L’argomento verrà affrontato anche venerdì prossimo alla Mostra D’Oltremare: la dottoressa Annamaria Terracciano, esperta della materia, terrà un workshop per spiegare l’utilità dell’attività fisica per prevenire e curare le malattie metaboliche. Ma probabilmente per avvicinare i giovani diabetici allo sport sono più importanti le parole del giocatore azzurro: «È vero, forse ho fatto qualche piccolo sacrificio in più, però sono arrivato dove volevo arrivare». Fin da quando era bimbo, in Uruguay, ha imparato da solo a iniettarsi l’insulina.

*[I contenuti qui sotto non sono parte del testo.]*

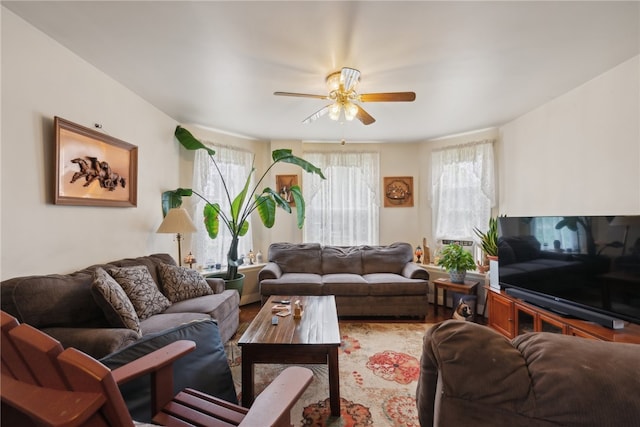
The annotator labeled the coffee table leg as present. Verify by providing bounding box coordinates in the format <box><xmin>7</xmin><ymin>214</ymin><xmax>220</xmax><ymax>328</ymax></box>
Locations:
<box><xmin>330</xmin><ymin>347</ymin><xmax>340</xmax><ymax>417</ymax></box>
<box><xmin>242</xmin><ymin>349</ymin><xmax>254</xmax><ymax>408</ymax></box>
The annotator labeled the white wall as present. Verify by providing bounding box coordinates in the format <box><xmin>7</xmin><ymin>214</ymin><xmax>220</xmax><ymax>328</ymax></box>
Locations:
<box><xmin>0</xmin><ymin>8</ymin><xmax>640</xmax><ymax>279</ymax></box>
<box><xmin>499</xmin><ymin>56</ymin><xmax>640</xmax><ymax>216</ymax></box>
<box><xmin>0</xmin><ymin>8</ymin><xmax>179</xmax><ymax>279</ymax></box>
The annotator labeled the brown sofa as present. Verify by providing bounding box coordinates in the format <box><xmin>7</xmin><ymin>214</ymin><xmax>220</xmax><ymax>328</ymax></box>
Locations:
<box><xmin>416</xmin><ymin>320</ymin><xmax>640</xmax><ymax>427</ymax></box>
<box><xmin>0</xmin><ymin>254</ymin><xmax>240</xmax><ymax>358</ymax></box>
<box><xmin>258</xmin><ymin>243</ymin><xmax>429</xmax><ymax>318</ymax></box>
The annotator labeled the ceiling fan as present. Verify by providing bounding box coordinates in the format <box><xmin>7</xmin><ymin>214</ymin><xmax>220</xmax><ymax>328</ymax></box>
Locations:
<box><xmin>273</xmin><ymin>67</ymin><xmax>416</xmax><ymax>125</ymax></box>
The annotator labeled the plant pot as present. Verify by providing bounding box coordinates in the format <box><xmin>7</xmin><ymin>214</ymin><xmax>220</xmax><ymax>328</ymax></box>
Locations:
<box><xmin>449</xmin><ymin>270</ymin><xmax>467</xmax><ymax>283</ymax></box>
<box><xmin>207</xmin><ymin>273</ymin><xmax>244</xmax><ymax>298</ymax></box>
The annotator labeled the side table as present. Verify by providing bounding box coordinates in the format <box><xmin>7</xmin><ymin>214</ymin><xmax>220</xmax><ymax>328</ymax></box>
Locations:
<box><xmin>433</xmin><ymin>278</ymin><xmax>480</xmax><ymax>316</ymax></box>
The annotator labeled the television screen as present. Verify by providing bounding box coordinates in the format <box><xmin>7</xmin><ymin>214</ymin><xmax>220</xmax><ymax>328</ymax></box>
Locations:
<box><xmin>498</xmin><ymin>216</ymin><xmax>640</xmax><ymax>324</ymax></box>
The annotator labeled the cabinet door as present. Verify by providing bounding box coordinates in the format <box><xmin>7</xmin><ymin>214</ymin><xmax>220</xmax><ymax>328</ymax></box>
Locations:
<box><xmin>487</xmin><ymin>290</ymin><xmax>515</xmax><ymax>338</ymax></box>
<box><xmin>513</xmin><ymin>302</ymin><xmax>538</xmax><ymax>335</ymax></box>
<box><xmin>567</xmin><ymin>326</ymin><xmax>602</xmax><ymax>341</ymax></box>
<box><xmin>537</xmin><ymin>313</ymin><xmax>568</xmax><ymax>334</ymax></box>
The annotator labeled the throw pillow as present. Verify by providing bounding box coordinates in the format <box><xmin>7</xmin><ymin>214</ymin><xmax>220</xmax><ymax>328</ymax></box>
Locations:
<box><xmin>91</xmin><ymin>267</ymin><xmax>142</xmax><ymax>334</ymax></box>
<box><xmin>109</xmin><ymin>265</ymin><xmax>171</xmax><ymax>320</ymax></box>
<box><xmin>158</xmin><ymin>264</ymin><xmax>213</xmax><ymax>302</ymax></box>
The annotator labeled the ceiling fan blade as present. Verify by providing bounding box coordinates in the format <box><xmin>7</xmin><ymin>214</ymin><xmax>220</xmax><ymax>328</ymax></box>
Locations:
<box><xmin>356</xmin><ymin>105</ymin><xmax>376</xmax><ymax>125</ymax></box>
<box><xmin>273</xmin><ymin>92</ymin><xmax>328</xmax><ymax>99</ymax></box>
<box><xmin>302</xmin><ymin>104</ymin><xmax>331</xmax><ymax>124</ymax></box>
<box><xmin>360</xmin><ymin>92</ymin><xmax>416</xmax><ymax>102</ymax></box>
<box><xmin>340</xmin><ymin>67</ymin><xmax>360</xmax><ymax>92</ymax></box>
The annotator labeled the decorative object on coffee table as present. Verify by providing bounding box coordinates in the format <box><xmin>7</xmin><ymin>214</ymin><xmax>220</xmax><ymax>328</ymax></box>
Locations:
<box><xmin>437</xmin><ymin>243</ymin><xmax>476</xmax><ymax>283</ymax></box>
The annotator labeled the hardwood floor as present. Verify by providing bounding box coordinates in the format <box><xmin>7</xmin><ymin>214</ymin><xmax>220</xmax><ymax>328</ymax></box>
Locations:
<box><xmin>240</xmin><ymin>302</ymin><xmax>468</xmax><ymax>323</ymax></box>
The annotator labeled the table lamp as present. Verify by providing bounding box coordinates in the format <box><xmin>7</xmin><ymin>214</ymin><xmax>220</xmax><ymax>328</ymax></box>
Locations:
<box><xmin>156</xmin><ymin>208</ymin><xmax>197</xmax><ymax>267</ymax></box>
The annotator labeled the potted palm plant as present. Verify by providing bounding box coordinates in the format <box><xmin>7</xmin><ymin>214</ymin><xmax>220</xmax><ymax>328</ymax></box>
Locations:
<box><xmin>162</xmin><ymin>126</ymin><xmax>325</xmax><ymax>295</ymax></box>
<box><xmin>436</xmin><ymin>243</ymin><xmax>476</xmax><ymax>283</ymax></box>
<box><xmin>473</xmin><ymin>218</ymin><xmax>498</xmax><ymax>273</ymax></box>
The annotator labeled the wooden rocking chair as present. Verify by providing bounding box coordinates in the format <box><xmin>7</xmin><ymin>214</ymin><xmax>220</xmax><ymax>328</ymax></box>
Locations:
<box><xmin>0</xmin><ymin>311</ymin><xmax>312</xmax><ymax>427</ymax></box>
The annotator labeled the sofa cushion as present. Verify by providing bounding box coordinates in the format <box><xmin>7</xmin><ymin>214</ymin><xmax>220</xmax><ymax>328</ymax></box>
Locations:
<box><xmin>9</xmin><ymin>273</ymin><xmax>108</xmax><ymax>329</ymax></box>
<box><xmin>364</xmin><ymin>273</ymin><xmax>429</xmax><ymax>296</ymax></box>
<box><xmin>362</xmin><ymin>243</ymin><xmax>413</xmax><ymax>274</ymax></box>
<box><xmin>269</xmin><ymin>243</ymin><xmax>322</xmax><ymax>274</ymax></box>
<box><xmin>165</xmin><ymin>289</ymin><xmax>240</xmax><ymax>328</ymax></box>
<box><xmin>322</xmin><ymin>273</ymin><xmax>369</xmax><ymax>296</ymax></box>
<box><xmin>140</xmin><ymin>313</ymin><xmax>211</xmax><ymax>336</ymax></box>
<box><xmin>109</xmin><ymin>265</ymin><xmax>171</xmax><ymax>320</ymax></box>
<box><xmin>158</xmin><ymin>264</ymin><xmax>213</xmax><ymax>303</ymax></box>
<box><xmin>322</xmin><ymin>246</ymin><xmax>362</xmax><ymax>274</ymax></box>
<box><xmin>91</xmin><ymin>268</ymin><xmax>141</xmax><ymax>334</ymax></box>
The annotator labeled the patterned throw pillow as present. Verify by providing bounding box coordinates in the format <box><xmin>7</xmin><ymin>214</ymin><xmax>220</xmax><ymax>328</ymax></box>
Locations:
<box><xmin>91</xmin><ymin>268</ymin><xmax>142</xmax><ymax>334</ymax></box>
<box><xmin>158</xmin><ymin>264</ymin><xmax>213</xmax><ymax>302</ymax></box>
<box><xmin>109</xmin><ymin>265</ymin><xmax>171</xmax><ymax>320</ymax></box>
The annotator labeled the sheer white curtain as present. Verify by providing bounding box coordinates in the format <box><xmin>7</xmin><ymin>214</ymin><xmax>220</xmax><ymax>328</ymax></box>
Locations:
<box><xmin>191</xmin><ymin>144</ymin><xmax>253</xmax><ymax>265</ymax></box>
<box><xmin>431</xmin><ymin>140</ymin><xmax>495</xmax><ymax>240</ymax></box>
<box><xmin>302</xmin><ymin>152</ymin><xmax>380</xmax><ymax>246</ymax></box>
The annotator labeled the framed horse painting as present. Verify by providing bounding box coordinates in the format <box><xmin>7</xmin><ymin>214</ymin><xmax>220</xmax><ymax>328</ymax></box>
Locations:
<box><xmin>54</xmin><ymin>117</ymin><xmax>138</xmax><ymax>207</ymax></box>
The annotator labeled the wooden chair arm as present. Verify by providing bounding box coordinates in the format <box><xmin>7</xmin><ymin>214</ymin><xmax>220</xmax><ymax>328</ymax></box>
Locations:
<box><xmin>112</xmin><ymin>340</ymin><xmax>196</xmax><ymax>385</ymax></box>
<box><xmin>0</xmin><ymin>375</ymin><xmax>107</xmax><ymax>427</ymax></box>
<box><xmin>112</xmin><ymin>340</ymin><xmax>196</xmax><ymax>414</ymax></box>
<box><xmin>239</xmin><ymin>366</ymin><xmax>313</xmax><ymax>427</ymax></box>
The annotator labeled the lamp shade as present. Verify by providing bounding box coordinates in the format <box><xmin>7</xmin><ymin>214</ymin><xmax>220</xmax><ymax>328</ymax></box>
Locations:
<box><xmin>157</xmin><ymin>208</ymin><xmax>197</xmax><ymax>233</ymax></box>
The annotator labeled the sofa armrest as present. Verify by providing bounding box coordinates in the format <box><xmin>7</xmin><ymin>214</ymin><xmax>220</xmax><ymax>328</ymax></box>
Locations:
<box><xmin>205</xmin><ymin>277</ymin><xmax>225</xmax><ymax>294</ymax></box>
<box><xmin>258</xmin><ymin>262</ymin><xmax>282</xmax><ymax>281</ymax></box>
<box><xmin>42</xmin><ymin>328</ymin><xmax>140</xmax><ymax>359</ymax></box>
<box><xmin>402</xmin><ymin>262</ymin><xmax>429</xmax><ymax>280</ymax></box>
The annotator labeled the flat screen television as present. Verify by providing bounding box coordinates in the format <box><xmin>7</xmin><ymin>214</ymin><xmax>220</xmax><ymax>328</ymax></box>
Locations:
<box><xmin>498</xmin><ymin>215</ymin><xmax>640</xmax><ymax>329</ymax></box>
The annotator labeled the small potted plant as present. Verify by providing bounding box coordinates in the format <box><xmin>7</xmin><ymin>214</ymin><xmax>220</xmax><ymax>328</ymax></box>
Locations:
<box><xmin>437</xmin><ymin>243</ymin><xmax>476</xmax><ymax>283</ymax></box>
<box><xmin>473</xmin><ymin>218</ymin><xmax>498</xmax><ymax>273</ymax></box>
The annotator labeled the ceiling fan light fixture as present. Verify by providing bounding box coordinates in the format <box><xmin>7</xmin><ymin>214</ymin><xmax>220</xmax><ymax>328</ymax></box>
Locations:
<box><xmin>326</xmin><ymin>71</ymin><xmax>341</xmax><ymax>92</ymax></box>
<box><xmin>329</xmin><ymin>102</ymin><xmax>342</xmax><ymax>120</ymax></box>
<box><xmin>344</xmin><ymin>101</ymin><xmax>358</xmax><ymax>121</ymax></box>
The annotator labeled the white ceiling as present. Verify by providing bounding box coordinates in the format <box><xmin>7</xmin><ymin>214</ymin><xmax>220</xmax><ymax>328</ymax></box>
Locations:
<box><xmin>2</xmin><ymin>1</ymin><xmax>640</xmax><ymax>142</ymax></box>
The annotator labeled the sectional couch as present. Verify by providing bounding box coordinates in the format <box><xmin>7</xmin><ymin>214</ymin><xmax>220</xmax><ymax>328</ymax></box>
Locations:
<box><xmin>0</xmin><ymin>254</ymin><xmax>240</xmax><ymax>358</ymax></box>
<box><xmin>416</xmin><ymin>320</ymin><xmax>640</xmax><ymax>427</ymax></box>
<box><xmin>258</xmin><ymin>243</ymin><xmax>429</xmax><ymax>318</ymax></box>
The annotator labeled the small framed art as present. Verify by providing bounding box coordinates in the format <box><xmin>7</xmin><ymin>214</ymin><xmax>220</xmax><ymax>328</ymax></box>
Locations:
<box><xmin>54</xmin><ymin>117</ymin><xmax>138</xmax><ymax>207</ymax></box>
<box><xmin>383</xmin><ymin>176</ymin><xmax>413</xmax><ymax>208</ymax></box>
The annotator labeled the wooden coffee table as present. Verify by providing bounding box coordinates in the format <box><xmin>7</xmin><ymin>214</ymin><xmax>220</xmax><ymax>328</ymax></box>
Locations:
<box><xmin>238</xmin><ymin>295</ymin><xmax>340</xmax><ymax>416</ymax></box>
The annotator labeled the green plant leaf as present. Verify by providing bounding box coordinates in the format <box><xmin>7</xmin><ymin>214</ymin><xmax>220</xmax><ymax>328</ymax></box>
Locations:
<box><xmin>162</xmin><ymin>188</ymin><xmax>193</xmax><ymax>217</ymax></box>
<box><xmin>289</xmin><ymin>185</ymin><xmax>305</xmax><ymax>229</ymax></box>
<box><xmin>256</xmin><ymin>194</ymin><xmax>276</xmax><ymax>228</ymax></box>
<box><xmin>202</xmin><ymin>203</ymin><xmax>220</xmax><ymax>239</ymax></box>
<box><xmin>271</xmin><ymin>149</ymin><xmax>326</xmax><ymax>179</ymax></box>
<box><xmin>174</xmin><ymin>125</ymin><xmax>216</xmax><ymax>156</ymax></box>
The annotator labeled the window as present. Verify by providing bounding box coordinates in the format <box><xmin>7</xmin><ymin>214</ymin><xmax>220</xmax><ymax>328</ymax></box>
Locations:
<box><xmin>431</xmin><ymin>141</ymin><xmax>495</xmax><ymax>240</ymax></box>
<box><xmin>191</xmin><ymin>144</ymin><xmax>253</xmax><ymax>265</ymax></box>
<box><xmin>302</xmin><ymin>152</ymin><xmax>380</xmax><ymax>246</ymax></box>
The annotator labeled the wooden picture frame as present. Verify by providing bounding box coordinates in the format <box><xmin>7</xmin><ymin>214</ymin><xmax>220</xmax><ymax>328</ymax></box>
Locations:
<box><xmin>54</xmin><ymin>117</ymin><xmax>138</xmax><ymax>207</ymax></box>
<box><xmin>276</xmin><ymin>175</ymin><xmax>298</xmax><ymax>207</ymax></box>
<box><xmin>382</xmin><ymin>176</ymin><xmax>413</xmax><ymax>208</ymax></box>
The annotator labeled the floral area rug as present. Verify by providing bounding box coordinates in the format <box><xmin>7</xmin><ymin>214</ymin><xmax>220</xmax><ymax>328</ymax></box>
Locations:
<box><xmin>225</xmin><ymin>322</ymin><xmax>431</xmax><ymax>427</ymax></box>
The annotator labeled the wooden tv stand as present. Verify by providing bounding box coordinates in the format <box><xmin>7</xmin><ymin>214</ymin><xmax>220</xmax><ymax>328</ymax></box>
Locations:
<box><xmin>485</xmin><ymin>287</ymin><xmax>640</xmax><ymax>344</ymax></box>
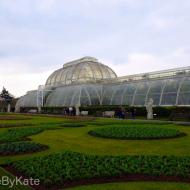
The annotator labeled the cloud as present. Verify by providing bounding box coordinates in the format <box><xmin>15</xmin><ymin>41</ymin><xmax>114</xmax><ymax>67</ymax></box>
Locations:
<box><xmin>0</xmin><ymin>0</ymin><xmax>190</xmax><ymax>95</ymax></box>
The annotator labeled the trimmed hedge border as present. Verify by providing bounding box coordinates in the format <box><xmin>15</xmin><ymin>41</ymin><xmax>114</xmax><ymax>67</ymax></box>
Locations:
<box><xmin>61</xmin><ymin>122</ymin><xmax>86</xmax><ymax>128</ymax></box>
<box><xmin>88</xmin><ymin>126</ymin><xmax>186</xmax><ymax>140</ymax></box>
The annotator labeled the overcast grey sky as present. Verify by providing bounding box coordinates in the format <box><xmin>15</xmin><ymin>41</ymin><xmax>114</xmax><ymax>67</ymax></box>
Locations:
<box><xmin>0</xmin><ymin>0</ymin><xmax>190</xmax><ymax>96</ymax></box>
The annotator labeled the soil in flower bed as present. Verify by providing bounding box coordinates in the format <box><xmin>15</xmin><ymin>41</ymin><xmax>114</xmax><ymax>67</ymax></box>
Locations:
<box><xmin>0</xmin><ymin>142</ymin><xmax>49</xmax><ymax>156</ymax></box>
<box><xmin>88</xmin><ymin>126</ymin><xmax>186</xmax><ymax>140</ymax></box>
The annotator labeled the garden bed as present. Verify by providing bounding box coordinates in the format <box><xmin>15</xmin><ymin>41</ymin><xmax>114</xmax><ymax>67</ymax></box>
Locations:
<box><xmin>88</xmin><ymin>126</ymin><xmax>186</xmax><ymax>140</ymax></box>
<box><xmin>0</xmin><ymin>142</ymin><xmax>48</xmax><ymax>156</ymax></box>
<box><xmin>6</xmin><ymin>152</ymin><xmax>190</xmax><ymax>190</ymax></box>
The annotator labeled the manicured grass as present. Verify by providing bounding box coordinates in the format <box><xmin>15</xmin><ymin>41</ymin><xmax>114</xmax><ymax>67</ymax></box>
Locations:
<box><xmin>0</xmin><ymin>141</ymin><xmax>48</xmax><ymax>156</ymax></box>
<box><xmin>88</xmin><ymin>126</ymin><xmax>185</xmax><ymax>140</ymax></box>
<box><xmin>0</xmin><ymin>115</ymin><xmax>190</xmax><ymax>190</ymax></box>
<box><xmin>11</xmin><ymin>152</ymin><xmax>190</xmax><ymax>186</ymax></box>
<box><xmin>69</xmin><ymin>182</ymin><xmax>190</xmax><ymax>190</ymax></box>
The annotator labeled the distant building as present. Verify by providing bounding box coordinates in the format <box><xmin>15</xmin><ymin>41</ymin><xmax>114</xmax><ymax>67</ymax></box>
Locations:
<box><xmin>16</xmin><ymin>57</ymin><xmax>190</xmax><ymax>111</ymax></box>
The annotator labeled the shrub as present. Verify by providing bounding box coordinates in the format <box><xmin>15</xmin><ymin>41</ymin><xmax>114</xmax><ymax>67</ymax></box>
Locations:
<box><xmin>88</xmin><ymin>126</ymin><xmax>185</xmax><ymax>140</ymax></box>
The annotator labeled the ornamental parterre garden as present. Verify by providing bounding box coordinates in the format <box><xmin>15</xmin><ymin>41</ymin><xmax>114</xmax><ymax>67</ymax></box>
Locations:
<box><xmin>0</xmin><ymin>114</ymin><xmax>190</xmax><ymax>190</ymax></box>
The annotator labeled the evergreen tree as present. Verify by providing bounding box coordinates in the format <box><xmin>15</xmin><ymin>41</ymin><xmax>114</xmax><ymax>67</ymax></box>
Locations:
<box><xmin>0</xmin><ymin>87</ymin><xmax>13</xmax><ymax>103</ymax></box>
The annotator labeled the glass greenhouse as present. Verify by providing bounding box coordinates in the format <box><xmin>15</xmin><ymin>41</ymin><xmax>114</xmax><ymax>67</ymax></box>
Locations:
<box><xmin>16</xmin><ymin>57</ymin><xmax>190</xmax><ymax>111</ymax></box>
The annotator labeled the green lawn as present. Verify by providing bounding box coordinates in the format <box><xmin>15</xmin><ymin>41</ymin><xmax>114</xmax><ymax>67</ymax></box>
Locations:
<box><xmin>0</xmin><ymin>113</ymin><xmax>190</xmax><ymax>190</ymax></box>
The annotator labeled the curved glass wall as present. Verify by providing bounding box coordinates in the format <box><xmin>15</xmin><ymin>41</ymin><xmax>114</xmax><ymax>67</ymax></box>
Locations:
<box><xmin>16</xmin><ymin>71</ymin><xmax>190</xmax><ymax>110</ymax></box>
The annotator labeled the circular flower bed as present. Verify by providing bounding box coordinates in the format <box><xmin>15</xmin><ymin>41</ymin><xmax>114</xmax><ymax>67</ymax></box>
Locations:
<box><xmin>88</xmin><ymin>126</ymin><xmax>186</xmax><ymax>140</ymax></box>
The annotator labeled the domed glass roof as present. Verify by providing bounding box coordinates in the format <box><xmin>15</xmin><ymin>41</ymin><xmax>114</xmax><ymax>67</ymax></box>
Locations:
<box><xmin>46</xmin><ymin>57</ymin><xmax>117</xmax><ymax>86</ymax></box>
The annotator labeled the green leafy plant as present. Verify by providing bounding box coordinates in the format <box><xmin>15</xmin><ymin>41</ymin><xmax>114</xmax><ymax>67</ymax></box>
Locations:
<box><xmin>88</xmin><ymin>126</ymin><xmax>185</xmax><ymax>140</ymax></box>
<box><xmin>10</xmin><ymin>152</ymin><xmax>190</xmax><ymax>186</ymax></box>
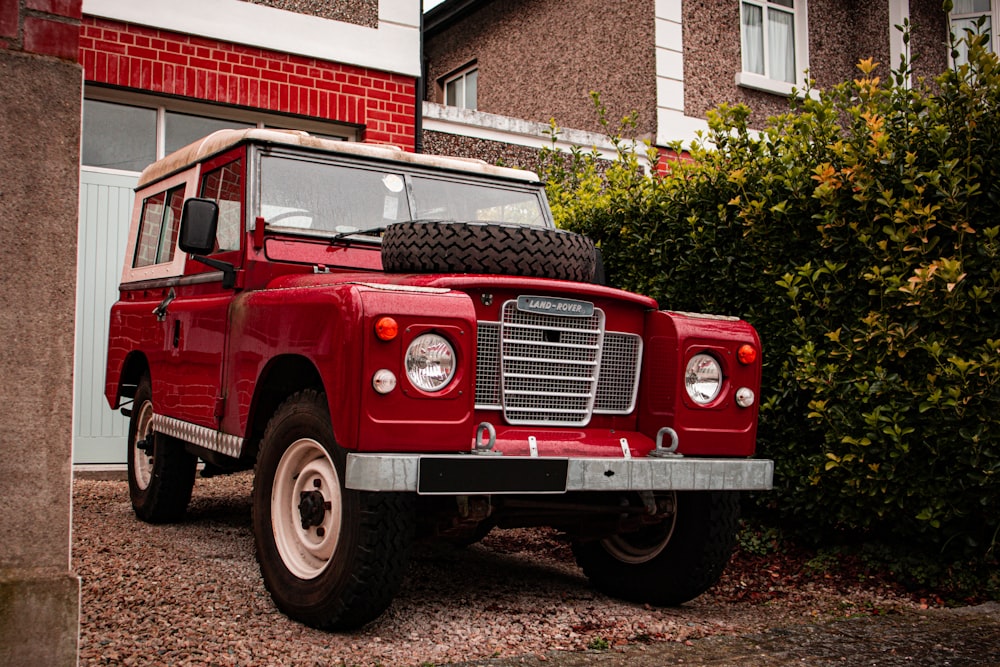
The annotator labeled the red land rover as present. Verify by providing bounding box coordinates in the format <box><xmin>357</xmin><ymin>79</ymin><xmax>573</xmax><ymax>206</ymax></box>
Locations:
<box><xmin>106</xmin><ymin>129</ymin><xmax>773</xmax><ymax>629</ymax></box>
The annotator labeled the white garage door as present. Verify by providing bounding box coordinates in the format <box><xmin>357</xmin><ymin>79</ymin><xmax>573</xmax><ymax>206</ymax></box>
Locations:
<box><xmin>73</xmin><ymin>168</ymin><xmax>139</xmax><ymax>464</ymax></box>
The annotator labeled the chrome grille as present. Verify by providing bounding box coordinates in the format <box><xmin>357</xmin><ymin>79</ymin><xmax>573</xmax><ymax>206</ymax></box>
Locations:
<box><xmin>476</xmin><ymin>301</ymin><xmax>642</xmax><ymax>426</ymax></box>
<box><xmin>500</xmin><ymin>301</ymin><xmax>604</xmax><ymax>426</ymax></box>
<box><xmin>594</xmin><ymin>331</ymin><xmax>642</xmax><ymax>414</ymax></box>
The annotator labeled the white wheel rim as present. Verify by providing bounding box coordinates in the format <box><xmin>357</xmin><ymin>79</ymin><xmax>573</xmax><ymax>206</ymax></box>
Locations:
<box><xmin>132</xmin><ymin>401</ymin><xmax>156</xmax><ymax>491</ymax></box>
<box><xmin>601</xmin><ymin>501</ymin><xmax>677</xmax><ymax>565</ymax></box>
<box><xmin>271</xmin><ymin>438</ymin><xmax>342</xmax><ymax>579</ymax></box>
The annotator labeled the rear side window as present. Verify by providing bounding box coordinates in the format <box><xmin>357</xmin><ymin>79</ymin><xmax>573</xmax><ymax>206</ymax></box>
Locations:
<box><xmin>132</xmin><ymin>185</ymin><xmax>184</xmax><ymax>268</ymax></box>
<box><xmin>201</xmin><ymin>160</ymin><xmax>243</xmax><ymax>252</ymax></box>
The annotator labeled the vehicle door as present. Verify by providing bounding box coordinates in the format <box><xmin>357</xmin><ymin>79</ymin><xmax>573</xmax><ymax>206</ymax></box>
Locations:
<box><xmin>153</xmin><ymin>147</ymin><xmax>246</xmax><ymax>429</ymax></box>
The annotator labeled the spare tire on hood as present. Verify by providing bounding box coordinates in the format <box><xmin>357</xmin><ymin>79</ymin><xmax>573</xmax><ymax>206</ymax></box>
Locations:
<box><xmin>382</xmin><ymin>220</ymin><xmax>597</xmax><ymax>283</ymax></box>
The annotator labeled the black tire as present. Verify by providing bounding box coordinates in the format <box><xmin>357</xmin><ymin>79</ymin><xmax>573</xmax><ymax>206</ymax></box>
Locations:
<box><xmin>382</xmin><ymin>220</ymin><xmax>597</xmax><ymax>283</ymax></box>
<box><xmin>128</xmin><ymin>376</ymin><xmax>198</xmax><ymax>523</ymax></box>
<box><xmin>253</xmin><ymin>390</ymin><xmax>415</xmax><ymax>630</ymax></box>
<box><xmin>573</xmin><ymin>491</ymin><xmax>740</xmax><ymax>607</ymax></box>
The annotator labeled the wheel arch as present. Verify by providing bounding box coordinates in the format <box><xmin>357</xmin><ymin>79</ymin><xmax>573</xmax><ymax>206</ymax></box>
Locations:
<box><xmin>115</xmin><ymin>350</ymin><xmax>152</xmax><ymax>407</ymax></box>
<box><xmin>245</xmin><ymin>354</ymin><xmax>326</xmax><ymax>458</ymax></box>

Tiene sotto controllo l’alimentazione e fa esami a scadenze fisse: «Paradossalmente vado incontro a una vita più serena. Sono in forma, mi alimento correttamente, faccio una vita regolare... è il massimo», sorride il nuovo «atleta diabetico dell’anno».
Certo, affrontare il calcio professionistico comporta anche qualche piccola scocciatura legata alle procedure antidoping. L’insulina è uno dei prodotti vietati, e all’inizio di ogni stagione bisogna presentare una accurata documentazione in Federazione. Anche nel caso di sorteggio per i controlli dopo partita bisogna presentare un documento dal quale si evince la dipendenza dall’insulina: «Ma si tratta di piccoli problemi burocratici facili da risolvere», taglia corto Amodio. Più complicato, invece, il rapporto con i nuovi compagni quando cambia squadra: «La prima volta che, in ritiro, tiro fuori la siringa per iniettarmi l’insulina, spesso gli altri giocatori mi guardano sconvolti. Non capiscono cosa sto facendo, sono preoccupati. Ma quando spiego il mio problema, diventa una cosa normale e nessuno ci bada più».